Thursday, October 10, 2013

SCANXIETY

Until recently, I had never heard of the term "scanxiety."  The term perfectly describs how I feel about scans.  At one point, my scanxiety got so bad that I briefly contemplated not getting scans.   After a little chat with Dr. Seng, I quickly changed my mind.  He said that even if the cancer does come back there is a lot more he can do for me.  I was under the impression that if the cancer came back I would be a goner.  So.......I continue with the scans.    

One of my children has had a difficult time dealing with my cancer diagnosis.  She and I went to a child therapist together (Dana Tennison).  Dana gave Sophia some good tips for dealing with her anxiety that have also helped me.  Dana describes anxiety as a monster. 

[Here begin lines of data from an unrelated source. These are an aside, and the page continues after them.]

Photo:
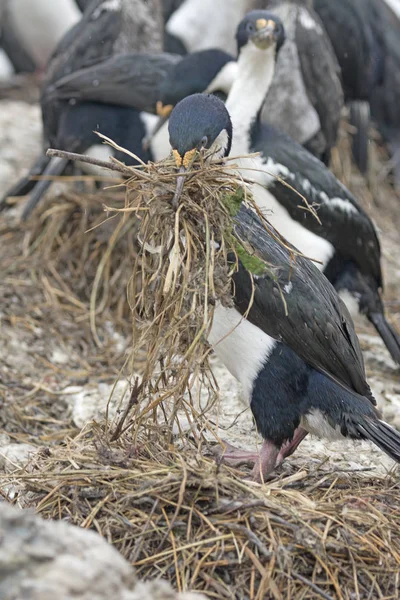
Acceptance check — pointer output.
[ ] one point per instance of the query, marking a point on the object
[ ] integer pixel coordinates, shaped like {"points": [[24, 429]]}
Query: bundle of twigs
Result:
{"points": [[318, 534]]}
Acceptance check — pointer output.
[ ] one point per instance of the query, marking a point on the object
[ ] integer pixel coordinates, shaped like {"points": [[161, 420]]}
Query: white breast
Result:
{"points": [[40, 24], [308, 243], [202, 24], [241, 346]]}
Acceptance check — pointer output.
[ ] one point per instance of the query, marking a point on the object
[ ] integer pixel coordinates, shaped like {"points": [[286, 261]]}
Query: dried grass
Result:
{"points": [[181, 516], [153, 494]]}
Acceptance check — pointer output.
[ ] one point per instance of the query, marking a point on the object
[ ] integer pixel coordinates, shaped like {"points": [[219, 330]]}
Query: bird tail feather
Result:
{"points": [[388, 334], [56, 166], [360, 119], [386, 437]]}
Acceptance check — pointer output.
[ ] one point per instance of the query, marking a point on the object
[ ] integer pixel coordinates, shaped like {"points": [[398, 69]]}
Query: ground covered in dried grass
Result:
{"points": [[327, 526]]}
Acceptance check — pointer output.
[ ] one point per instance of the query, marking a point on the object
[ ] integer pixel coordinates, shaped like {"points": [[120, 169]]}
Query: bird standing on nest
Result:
{"points": [[344, 239], [299, 361]]}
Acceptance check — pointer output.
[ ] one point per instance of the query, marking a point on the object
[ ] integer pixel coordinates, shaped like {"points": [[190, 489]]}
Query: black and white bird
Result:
{"points": [[344, 240], [306, 96], [305, 99], [384, 100], [31, 30], [299, 362], [205, 24], [106, 28], [207, 71], [360, 55]]}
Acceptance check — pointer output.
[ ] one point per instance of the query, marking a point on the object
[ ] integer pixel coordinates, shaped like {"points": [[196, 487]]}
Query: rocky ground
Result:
{"points": [[20, 347], [54, 378]]}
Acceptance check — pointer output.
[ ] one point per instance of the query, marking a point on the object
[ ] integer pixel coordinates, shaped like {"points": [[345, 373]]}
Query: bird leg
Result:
{"points": [[289, 447], [266, 462], [235, 457], [263, 461]]}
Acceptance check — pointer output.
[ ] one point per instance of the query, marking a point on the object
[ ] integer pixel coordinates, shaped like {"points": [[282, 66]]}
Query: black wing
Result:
{"points": [[321, 72], [131, 80], [312, 319], [343, 222], [347, 25], [91, 40]]}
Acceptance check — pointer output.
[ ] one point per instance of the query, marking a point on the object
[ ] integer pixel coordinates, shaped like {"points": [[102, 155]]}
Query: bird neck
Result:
{"points": [[255, 72]]}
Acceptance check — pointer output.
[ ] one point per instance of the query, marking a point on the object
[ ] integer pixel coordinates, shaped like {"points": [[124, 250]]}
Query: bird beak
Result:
{"points": [[180, 181], [163, 112], [183, 164], [264, 36]]}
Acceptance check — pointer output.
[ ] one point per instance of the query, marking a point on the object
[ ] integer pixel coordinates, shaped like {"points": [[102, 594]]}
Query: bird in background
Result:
{"points": [[343, 238], [299, 362]]}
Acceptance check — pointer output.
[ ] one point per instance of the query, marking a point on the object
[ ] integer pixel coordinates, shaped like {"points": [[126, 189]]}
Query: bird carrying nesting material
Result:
{"points": [[187, 253]]}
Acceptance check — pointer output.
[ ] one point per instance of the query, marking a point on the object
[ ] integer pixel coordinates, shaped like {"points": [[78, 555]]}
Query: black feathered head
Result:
{"points": [[261, 28]]}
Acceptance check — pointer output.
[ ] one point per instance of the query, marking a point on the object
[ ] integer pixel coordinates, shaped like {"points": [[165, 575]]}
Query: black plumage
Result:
{"points": [[352, 256], [194, 74], [131, 80], [360, 55], [76, 133], [106, 29], [307, 68], [301, 361]]}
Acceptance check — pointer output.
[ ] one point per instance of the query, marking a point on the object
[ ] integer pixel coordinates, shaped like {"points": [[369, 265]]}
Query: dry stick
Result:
{"points": [[137, 388], [52, 152]]}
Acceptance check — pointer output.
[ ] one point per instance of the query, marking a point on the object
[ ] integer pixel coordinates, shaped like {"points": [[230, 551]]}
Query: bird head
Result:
{"points": [[199, 124], [261, 29], [207, 71]]}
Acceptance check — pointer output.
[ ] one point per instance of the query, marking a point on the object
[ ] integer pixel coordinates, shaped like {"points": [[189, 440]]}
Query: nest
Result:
{"points": [[173, 514], [183, 517], [177, 265]]}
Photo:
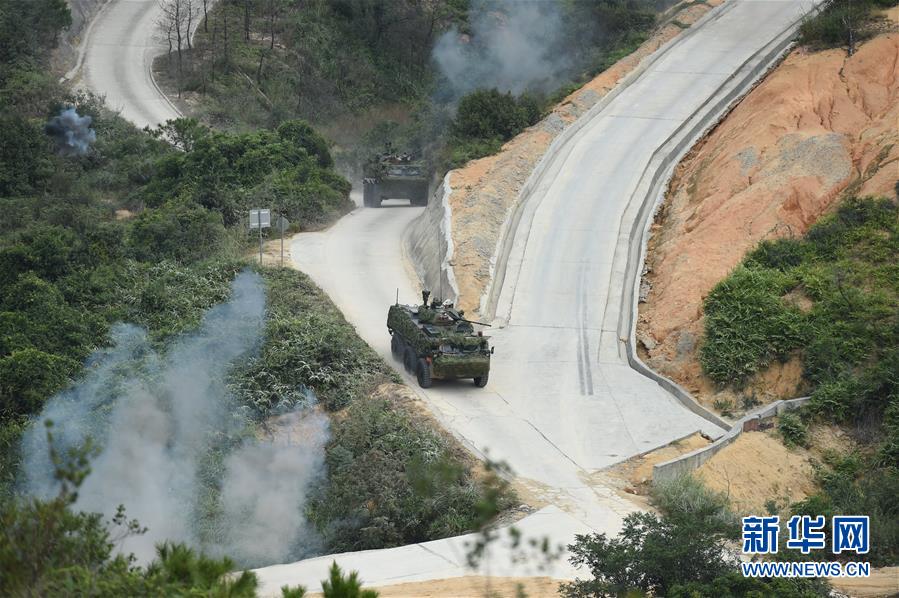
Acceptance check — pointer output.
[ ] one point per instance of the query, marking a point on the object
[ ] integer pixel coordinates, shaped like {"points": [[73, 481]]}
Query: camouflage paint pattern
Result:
{"points": [[454, 349]]}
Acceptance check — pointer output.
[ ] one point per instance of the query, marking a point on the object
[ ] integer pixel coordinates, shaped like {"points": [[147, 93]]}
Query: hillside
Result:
{"points": [[365, 73], [130, 318], [771, 274], [820, 126]]}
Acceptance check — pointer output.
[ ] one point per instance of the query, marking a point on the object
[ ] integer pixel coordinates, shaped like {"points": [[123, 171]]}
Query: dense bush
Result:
{"points": [[309, 345], [845, 267], [287, 169], [748, 324], [683, 552], [792, 429], [489, 114], [485, 119], [840, 23], [393, 480], [852, 484], [848, 339]]}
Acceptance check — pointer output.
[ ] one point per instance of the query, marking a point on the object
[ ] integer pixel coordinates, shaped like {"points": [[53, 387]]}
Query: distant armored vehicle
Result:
{"points": [[436, 342], [393, 175]]}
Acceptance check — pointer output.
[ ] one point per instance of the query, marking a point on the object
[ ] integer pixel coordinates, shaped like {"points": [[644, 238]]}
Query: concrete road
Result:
{"points": [[120, 48], [562, 401]]}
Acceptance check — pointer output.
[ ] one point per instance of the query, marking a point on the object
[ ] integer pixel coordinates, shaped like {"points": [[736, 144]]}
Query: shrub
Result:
{"points": [[29, 376], [792, 429], [177, 231], [748, 324], [839, 23], [488, 114], [684, 552], [391, 481]]}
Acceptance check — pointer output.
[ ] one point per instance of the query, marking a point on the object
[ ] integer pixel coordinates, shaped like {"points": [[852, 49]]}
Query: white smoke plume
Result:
{"points": [[72, 132], [156, 417], [513, 46]]}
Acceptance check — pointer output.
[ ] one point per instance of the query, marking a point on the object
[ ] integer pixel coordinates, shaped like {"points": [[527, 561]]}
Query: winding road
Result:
{"points": [[118, 56], [563, 401]]}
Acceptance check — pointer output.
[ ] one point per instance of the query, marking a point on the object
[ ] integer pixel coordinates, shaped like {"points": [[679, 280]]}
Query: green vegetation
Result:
{"points": [[147, 227], [485, 119], [792, 429], [833, 299], [684, 552], [848, 484], [841, 23], [393, 479], [49, 549], [363, 70]]}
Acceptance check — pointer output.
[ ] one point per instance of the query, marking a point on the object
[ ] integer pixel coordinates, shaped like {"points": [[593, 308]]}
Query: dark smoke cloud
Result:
{"points": [[72, 132], [513, 46], [156, 416]]}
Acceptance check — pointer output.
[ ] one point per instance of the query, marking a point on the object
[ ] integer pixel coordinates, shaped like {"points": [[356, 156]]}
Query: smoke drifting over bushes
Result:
{"points": [[72, 132], [513, 46], [158, 416]]}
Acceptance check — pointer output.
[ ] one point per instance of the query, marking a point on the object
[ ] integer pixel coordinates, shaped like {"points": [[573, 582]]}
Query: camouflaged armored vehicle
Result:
{"points": [[394, 175], [436, 342]]}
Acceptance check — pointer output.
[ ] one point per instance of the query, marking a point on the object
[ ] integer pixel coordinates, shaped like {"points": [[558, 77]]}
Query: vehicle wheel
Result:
{"points": [[423, 374], [396, 347], [409, 360]]}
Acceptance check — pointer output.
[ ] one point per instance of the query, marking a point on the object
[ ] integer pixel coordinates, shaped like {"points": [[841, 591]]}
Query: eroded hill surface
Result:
{"points": [[818, 126]]}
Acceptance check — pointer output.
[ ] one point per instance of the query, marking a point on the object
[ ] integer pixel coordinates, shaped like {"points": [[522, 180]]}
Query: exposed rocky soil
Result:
{"points": [[819, 126], [485, 190]]}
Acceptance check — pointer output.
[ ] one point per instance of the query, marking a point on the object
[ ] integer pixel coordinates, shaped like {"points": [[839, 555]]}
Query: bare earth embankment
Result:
{"points": [[485, 190], [819, 125]]}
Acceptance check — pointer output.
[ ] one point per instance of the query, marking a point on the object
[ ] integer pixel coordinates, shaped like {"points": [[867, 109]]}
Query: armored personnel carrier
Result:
{"points": [[393, 175], [435, 342]]}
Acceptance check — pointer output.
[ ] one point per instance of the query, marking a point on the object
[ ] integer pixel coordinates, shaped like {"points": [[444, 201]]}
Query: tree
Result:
{"points": [[339, 586], [175, 24], [684, 552]]}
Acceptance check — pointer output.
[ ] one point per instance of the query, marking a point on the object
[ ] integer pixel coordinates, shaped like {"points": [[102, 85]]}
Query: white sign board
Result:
{"points": [[260, 218]]}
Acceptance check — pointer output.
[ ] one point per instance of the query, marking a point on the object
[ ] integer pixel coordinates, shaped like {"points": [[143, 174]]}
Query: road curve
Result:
{"points": [[562, 402], [118, 56]]}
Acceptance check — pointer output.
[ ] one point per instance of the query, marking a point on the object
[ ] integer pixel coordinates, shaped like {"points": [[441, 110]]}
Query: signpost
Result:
{"points": [[260, 219], [282, 226]]}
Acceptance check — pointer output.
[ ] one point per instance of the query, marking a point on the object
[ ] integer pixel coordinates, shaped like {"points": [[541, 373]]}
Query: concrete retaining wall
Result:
{"points": [[753, 421], [428, 244], [555, 155], [651, 192]]}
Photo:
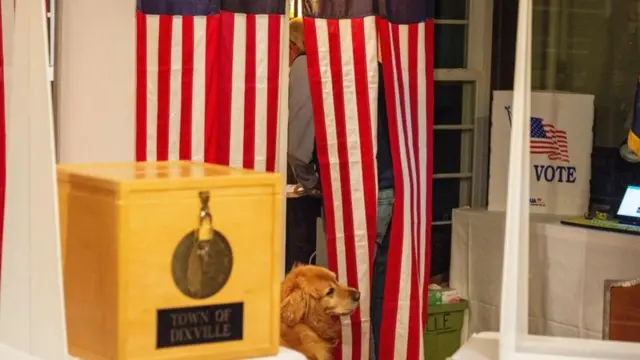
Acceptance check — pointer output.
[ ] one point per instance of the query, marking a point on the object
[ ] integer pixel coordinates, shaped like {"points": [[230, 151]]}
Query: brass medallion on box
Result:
{"points": [[203, 259]]}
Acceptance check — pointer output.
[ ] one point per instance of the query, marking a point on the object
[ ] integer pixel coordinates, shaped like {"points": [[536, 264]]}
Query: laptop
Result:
{"points": [[627, 219]]}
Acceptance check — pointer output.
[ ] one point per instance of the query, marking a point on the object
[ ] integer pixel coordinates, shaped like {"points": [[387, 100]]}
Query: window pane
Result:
{"points": [[440, 249], [448, 103], [446, 151], [450, 46], [451, 9], [590, 47], [446, 196]]}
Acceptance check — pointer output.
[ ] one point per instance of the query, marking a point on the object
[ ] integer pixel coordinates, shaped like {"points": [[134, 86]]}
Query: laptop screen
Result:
{"points": [[630, 205]]}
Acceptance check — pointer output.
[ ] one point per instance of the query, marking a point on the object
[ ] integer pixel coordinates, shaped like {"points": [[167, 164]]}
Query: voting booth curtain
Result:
{"points": [[209, 76], [343, 41]]}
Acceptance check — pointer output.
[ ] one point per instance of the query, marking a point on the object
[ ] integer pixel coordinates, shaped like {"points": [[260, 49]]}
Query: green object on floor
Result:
{"points": [[444, 330]]}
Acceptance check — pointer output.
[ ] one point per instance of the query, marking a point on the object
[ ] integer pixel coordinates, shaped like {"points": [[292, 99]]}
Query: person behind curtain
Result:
{"points": [[385, 210], [302, 211]]}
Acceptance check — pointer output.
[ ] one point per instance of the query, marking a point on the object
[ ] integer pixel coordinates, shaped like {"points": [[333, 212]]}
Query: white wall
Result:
{"points": [[95, 80]]}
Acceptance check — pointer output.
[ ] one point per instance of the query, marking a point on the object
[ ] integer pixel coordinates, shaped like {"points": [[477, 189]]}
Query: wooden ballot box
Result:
{"points": [[170, 260]]}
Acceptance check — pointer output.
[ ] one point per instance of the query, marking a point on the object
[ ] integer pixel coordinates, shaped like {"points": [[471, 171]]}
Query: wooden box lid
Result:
{"points": [[141, 176]]}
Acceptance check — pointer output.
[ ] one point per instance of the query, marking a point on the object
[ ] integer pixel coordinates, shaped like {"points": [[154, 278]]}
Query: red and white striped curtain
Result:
{"points": [[208, 81], [341, 40]]}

Dana's first tip:  "The monster does not like to be talked about.  So, talk about the monster and the monster will shrink."  It is helpful for me think of anxiety as the monster, and how I need to talk about my fear of a recurrence.  I cannot keep that fear inside. 

A second tip from Dana:  "The monster likes to make predictions.  If you hear the words 'what if,' the monster is likely in the room.  The monster only makes bad predictions.  You don't have to believe his predictions."  This is so true.  When was the last time your anxiety said, "You beat cancer!  Your scan will be great!  Go have a great day!"   

Another one of Dana's tips:  "The monster wants you to believe that whatever happens to you, you will not be able to handle it.  But, that's not true.  Even if your biggest fear happens, you will be able to handle it."  If someone had told me that at the age of 37 I would receive an advanced cancer diagnosis, and go through six months of chemo and four surgeries in 11 months, I would have said, "I won't be able to handle it."  And yet, I did.   

A little over a week ago I received the results from my latest scan.  The cancer has not returned.  It was a hard few weeks leading up to the scan.  At times, I thought I was going to lose my mind over the possibility of the cancer returning.  I made it through it.  My next scan is in January.  I am trying my hardest to enjoy these cancer-free months and not let the scanxiety creep back in.